Completely disagree with this thought he wasn't good and did nothing in college and think it is lacking important context. You can't just look at the box score and assume he wasn't good.
Jacobs came in as one of the lower-rated RB recruits Alabama has brought in but still carved out a big role as a true freshman in 2016 despite a loaded depth chart. 5-star sophomore Damien Harris and productive 4th-year, 22 year-old Bo Scarbrough, were the top two but Jacobs finished not too far behind them with 723 total yards. He was stuck behind the same two older guys in 2017 but still finished 3rd in yards and held off the #1 RB recruit in the nation (Najee Harris) on the depth chart.
Then in 2018, he had slightly fewer yards than Harris again but led the team in touchdowns and was the go-to guy in big games and in key situations. The fact of the matter is that Alabama had at least three RBs last year that will be drafted in the first 3 rounds and they blew out almost every opponent they played. Damien Harris is going to be a top 5 RB in this class and Najee Harris should be a top 5 RB next draft. The 4th guy, Brian Robinson could play in the NFL as well. So, of course, they weren't going to give any of their top 3 a heavy workload and none of the three had any chance of putting up huge numbers given the situation and shared touches.

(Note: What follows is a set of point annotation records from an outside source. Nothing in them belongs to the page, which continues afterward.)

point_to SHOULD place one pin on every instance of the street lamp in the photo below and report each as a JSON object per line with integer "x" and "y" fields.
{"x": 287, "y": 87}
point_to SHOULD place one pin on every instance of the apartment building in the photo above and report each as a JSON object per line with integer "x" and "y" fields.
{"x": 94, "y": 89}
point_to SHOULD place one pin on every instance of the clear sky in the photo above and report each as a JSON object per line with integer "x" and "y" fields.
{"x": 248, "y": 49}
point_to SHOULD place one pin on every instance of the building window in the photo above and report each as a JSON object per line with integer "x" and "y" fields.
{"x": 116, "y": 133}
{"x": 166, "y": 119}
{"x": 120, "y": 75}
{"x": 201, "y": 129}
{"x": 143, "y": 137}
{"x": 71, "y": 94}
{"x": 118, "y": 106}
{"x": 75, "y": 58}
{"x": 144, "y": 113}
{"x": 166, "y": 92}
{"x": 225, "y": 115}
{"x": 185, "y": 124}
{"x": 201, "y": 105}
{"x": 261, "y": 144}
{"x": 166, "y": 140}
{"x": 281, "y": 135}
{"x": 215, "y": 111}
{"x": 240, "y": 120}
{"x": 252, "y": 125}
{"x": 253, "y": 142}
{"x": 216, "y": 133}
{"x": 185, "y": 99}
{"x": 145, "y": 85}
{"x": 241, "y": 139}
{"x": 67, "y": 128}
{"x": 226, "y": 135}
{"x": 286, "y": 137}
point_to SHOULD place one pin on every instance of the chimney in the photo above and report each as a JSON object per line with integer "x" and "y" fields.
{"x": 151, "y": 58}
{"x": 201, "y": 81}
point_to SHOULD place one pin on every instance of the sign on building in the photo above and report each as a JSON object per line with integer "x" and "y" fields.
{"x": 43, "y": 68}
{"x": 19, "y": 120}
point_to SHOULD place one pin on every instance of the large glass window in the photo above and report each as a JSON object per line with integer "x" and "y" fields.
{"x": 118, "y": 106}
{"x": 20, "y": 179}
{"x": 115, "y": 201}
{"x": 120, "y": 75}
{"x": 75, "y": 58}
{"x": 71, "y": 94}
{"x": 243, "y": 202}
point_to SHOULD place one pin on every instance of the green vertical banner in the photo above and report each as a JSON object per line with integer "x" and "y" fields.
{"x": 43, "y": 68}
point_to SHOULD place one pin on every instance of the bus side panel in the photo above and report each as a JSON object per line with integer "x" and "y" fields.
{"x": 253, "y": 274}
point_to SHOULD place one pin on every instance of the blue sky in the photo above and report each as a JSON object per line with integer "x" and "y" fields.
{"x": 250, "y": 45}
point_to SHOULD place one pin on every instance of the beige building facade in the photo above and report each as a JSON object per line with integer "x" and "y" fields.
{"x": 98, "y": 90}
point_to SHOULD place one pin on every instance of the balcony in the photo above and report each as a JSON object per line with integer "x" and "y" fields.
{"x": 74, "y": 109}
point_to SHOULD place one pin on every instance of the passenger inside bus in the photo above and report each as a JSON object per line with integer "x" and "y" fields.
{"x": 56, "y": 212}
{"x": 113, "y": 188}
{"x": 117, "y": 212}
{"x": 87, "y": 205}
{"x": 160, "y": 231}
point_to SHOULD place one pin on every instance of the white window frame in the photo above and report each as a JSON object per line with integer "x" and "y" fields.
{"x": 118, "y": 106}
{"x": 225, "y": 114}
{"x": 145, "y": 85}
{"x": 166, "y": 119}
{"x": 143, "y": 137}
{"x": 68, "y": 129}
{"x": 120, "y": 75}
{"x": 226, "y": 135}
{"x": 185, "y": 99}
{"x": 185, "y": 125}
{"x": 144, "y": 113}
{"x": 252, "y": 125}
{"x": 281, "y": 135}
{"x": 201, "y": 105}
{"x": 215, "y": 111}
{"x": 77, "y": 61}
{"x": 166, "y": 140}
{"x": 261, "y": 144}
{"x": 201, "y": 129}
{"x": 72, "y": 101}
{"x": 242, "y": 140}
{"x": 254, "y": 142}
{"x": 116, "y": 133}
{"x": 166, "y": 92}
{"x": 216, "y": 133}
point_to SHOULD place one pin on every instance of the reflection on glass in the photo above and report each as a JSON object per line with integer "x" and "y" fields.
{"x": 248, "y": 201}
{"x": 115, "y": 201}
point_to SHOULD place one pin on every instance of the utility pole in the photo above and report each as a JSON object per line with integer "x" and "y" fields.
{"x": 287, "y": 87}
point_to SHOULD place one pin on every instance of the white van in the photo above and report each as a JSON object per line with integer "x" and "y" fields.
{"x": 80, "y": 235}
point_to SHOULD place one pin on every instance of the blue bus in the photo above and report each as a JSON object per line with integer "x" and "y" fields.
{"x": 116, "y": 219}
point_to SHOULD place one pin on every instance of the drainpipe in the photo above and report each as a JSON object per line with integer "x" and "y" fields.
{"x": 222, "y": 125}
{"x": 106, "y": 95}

This reminds me a bit of when a lot of people knocked Michael Thomas as a prospect because he didn't have a huge "market share" at Ohio State. But he was sharing the field with a half dozen other NFL-caliber skill position players (Ezekiel Elliott, Curtis Samuel, Braxton Miller, Jalin Marshall, Nick Vannett, Jeff Heuerman, etc.) and OSU made it a point to spread it around to try to keep everybody happy.